If you’re familiar with the wonderful marketing training by people like Jay Abraham, Dan Kennedy, etc. please realize that some concepts that work in the “real world” don’t compute as easily online.
It’s not that the concepts are wrong… they’re not.
It’s that online work adds a new dimension and tricks marketers into thinking someone is a customer who’s really not.
For instance, if the lifetime value of your average customer is $5,000, in the real world then your marketing budget can estimated based on this figure.
Anything under $5,000 per customer and you’re “in profit”.
That’s still true, but who’s a customer online?
Where did you get the life time value figure? From your experience in a brick and mortar busines? Online?
What constitutes a customer?
Someone who signs up for your free ezine?
Maybe… sometime… when money is paid.
But how much do you spend on acquiring the name?

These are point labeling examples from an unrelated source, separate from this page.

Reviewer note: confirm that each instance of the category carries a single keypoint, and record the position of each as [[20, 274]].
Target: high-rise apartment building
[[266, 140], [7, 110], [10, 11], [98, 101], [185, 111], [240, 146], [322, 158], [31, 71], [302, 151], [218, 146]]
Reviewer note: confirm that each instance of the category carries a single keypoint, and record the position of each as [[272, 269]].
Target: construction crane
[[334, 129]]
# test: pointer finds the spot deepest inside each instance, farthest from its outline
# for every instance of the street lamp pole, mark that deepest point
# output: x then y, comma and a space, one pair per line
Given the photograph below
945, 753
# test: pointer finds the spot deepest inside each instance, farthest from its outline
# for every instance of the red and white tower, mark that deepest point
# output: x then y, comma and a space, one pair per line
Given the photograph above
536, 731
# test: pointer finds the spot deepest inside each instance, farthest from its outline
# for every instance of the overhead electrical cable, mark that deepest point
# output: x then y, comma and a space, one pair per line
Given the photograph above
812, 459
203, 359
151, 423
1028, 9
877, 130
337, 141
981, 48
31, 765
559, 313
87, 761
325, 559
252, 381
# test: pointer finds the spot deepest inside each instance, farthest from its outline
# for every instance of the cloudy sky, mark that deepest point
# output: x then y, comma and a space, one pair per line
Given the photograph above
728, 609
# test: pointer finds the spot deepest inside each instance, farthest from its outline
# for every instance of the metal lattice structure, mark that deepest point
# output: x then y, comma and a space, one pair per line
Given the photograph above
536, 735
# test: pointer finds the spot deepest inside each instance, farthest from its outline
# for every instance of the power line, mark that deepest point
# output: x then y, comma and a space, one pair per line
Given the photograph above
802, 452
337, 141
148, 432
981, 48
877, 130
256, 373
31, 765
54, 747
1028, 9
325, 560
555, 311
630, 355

Unlike a “snail mail” list, email addresses change with greater speed.
Email lists have been hyped by saying that every name is worth $1 per month in income.
That might be true of a direct response mailing list, but I doubt it’s true of an email list… at least for most people.
I guess I’m saying test cautiously. For example, I recently (last few months) purchased about 40,000 “clicks” to find new ezine subscribers. They were about a penny per click.
I wouldn’t be suprised if most of them were purely fraudulent clicks given the low conversion rate.
If I confused traffic with customers, it’d all look great.
But until you can cash the check, watch out.
Don’t spend your rent or mortgage money hoping for a quick fix.
Here’s another example.
What about someone who spends $49.95 on an ebook?
Are they YOUR customer - really?
Or did you just refer them away to the ebook provider to lose them forever?
If you thought they were your “lifetime customer” and invested $25 to make the sale, you may have broken even, but you didn’t get a real customer.
Be aware that online, it’s easy to be deceived about who your customer is.
When there’s any doubt, all the marketing math goes down the tubes.